Exact Time Evolution of Genuine Multipartite Correlations for N-Qubit Systems in a Common Thermal Reservoir

We investigate the dynamical evolution of genuine multipartite correlations for N-qubits in a common reservoir considering a non-dissipative qubits-reservoir model. We derive an exact expression for the time-evolved density matrix by modeling the reservoir as a set of infinite harmonic oscillators with a bilinear form of interaction Hamiltonian. Interestingly, we find that the choice of two-level systems corresponding to an initially correlated multipartite state plays a significant role in potential robustness against environmental decoherence. In particular, the generalized W-class Werner state shows robustness against the decoherence for an equivalent set of qubits, whereas a certain generalized GHZ-class Werner state shows robustness for inequivalent sets of qubits.
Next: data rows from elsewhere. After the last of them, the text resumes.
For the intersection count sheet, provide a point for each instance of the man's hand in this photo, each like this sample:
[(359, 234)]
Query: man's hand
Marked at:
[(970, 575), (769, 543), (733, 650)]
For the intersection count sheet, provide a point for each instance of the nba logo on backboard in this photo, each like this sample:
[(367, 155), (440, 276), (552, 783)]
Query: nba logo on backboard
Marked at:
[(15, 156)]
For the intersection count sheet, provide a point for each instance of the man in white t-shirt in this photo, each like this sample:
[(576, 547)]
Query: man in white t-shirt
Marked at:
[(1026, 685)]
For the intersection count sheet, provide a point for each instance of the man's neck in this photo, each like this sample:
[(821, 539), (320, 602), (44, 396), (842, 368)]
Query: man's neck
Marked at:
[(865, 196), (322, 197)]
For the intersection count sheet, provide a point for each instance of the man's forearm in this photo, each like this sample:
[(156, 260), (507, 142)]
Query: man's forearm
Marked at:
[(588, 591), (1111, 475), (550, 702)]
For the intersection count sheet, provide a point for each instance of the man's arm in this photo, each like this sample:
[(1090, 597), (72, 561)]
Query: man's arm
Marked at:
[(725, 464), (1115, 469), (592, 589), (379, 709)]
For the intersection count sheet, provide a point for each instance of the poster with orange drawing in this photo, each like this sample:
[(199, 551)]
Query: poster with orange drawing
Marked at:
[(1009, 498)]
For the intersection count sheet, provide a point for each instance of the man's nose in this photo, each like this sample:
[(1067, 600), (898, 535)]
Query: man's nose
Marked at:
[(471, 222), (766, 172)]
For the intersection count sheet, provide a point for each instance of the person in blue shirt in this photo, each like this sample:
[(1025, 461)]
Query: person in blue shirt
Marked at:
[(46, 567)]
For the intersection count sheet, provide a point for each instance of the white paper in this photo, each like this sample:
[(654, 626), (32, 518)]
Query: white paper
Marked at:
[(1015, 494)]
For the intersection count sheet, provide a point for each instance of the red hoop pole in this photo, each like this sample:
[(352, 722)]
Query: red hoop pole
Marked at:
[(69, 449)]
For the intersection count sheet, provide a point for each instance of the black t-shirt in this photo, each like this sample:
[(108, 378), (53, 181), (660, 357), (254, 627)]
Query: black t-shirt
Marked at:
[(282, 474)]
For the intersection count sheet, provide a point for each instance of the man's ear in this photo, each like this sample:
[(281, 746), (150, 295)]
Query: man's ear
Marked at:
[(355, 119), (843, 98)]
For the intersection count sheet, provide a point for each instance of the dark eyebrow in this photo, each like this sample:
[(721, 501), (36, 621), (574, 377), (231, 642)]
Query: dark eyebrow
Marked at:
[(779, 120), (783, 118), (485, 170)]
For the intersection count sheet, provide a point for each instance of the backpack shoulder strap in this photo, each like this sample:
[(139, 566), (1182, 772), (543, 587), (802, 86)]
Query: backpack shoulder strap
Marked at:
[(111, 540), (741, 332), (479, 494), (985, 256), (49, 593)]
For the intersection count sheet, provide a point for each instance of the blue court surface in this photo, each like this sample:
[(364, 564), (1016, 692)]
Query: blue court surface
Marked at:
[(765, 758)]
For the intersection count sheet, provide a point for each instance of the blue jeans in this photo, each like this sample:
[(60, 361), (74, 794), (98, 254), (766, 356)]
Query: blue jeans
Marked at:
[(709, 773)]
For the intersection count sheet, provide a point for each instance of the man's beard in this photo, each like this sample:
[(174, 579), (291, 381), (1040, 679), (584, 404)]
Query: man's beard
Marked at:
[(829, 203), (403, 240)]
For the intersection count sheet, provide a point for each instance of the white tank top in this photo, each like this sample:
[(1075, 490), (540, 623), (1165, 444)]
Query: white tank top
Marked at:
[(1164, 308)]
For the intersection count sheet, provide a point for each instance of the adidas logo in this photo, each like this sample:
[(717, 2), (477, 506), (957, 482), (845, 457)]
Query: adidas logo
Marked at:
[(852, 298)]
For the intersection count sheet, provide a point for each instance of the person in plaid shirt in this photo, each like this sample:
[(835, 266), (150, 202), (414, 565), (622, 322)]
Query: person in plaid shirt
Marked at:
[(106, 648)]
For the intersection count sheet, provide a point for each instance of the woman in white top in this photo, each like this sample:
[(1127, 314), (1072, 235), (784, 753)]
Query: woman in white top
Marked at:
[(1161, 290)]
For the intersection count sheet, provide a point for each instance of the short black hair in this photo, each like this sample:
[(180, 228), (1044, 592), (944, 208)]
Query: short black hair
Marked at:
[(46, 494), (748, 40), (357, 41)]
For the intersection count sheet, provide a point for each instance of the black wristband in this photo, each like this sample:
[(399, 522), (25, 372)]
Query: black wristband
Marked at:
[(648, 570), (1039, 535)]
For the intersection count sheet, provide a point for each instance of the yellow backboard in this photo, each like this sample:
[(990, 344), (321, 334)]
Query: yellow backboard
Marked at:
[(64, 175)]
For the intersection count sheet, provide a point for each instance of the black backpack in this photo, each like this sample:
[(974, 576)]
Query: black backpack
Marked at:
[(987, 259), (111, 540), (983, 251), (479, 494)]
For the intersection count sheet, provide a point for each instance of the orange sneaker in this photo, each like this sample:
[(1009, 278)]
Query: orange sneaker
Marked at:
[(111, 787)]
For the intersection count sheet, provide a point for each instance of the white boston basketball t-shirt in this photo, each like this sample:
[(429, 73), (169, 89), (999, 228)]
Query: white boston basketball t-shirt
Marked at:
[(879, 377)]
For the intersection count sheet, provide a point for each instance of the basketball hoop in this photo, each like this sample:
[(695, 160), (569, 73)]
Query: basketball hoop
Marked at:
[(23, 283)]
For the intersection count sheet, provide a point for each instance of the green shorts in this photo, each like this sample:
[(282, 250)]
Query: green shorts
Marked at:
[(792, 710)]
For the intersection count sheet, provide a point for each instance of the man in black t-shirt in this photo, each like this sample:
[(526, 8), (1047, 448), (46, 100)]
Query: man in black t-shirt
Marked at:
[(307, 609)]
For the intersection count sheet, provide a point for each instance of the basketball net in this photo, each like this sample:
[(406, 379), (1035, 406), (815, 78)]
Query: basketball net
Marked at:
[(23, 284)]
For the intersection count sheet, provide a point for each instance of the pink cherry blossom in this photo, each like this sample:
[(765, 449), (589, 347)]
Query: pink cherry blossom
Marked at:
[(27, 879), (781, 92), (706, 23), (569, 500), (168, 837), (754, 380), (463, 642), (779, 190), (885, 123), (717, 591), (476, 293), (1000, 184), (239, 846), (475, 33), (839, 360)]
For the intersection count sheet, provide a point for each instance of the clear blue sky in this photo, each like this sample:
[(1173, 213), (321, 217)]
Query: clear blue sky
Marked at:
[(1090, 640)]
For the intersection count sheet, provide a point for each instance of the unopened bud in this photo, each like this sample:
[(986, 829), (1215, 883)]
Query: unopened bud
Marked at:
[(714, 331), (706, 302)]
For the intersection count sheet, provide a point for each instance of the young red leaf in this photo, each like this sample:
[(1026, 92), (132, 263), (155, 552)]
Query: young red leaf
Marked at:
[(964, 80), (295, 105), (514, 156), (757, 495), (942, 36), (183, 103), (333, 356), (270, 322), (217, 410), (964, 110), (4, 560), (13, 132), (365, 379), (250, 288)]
It is shown that the genuine multipartite concurrence (GMC), a measure of multipartite entanglement of an initially correlated multipartite state, experiences an irreversible decay of correlations in the presence of a thermal reservoir. For the GHZ-class Werner state, the region of mixing parameters for which there exists GMC, shrinks with time and with increase in the temperature of the thermal reservoir. Furthermore, we study the dynamical evolution of the relative entropy of coherence and von-Neumann entropy for the W-class Werner state.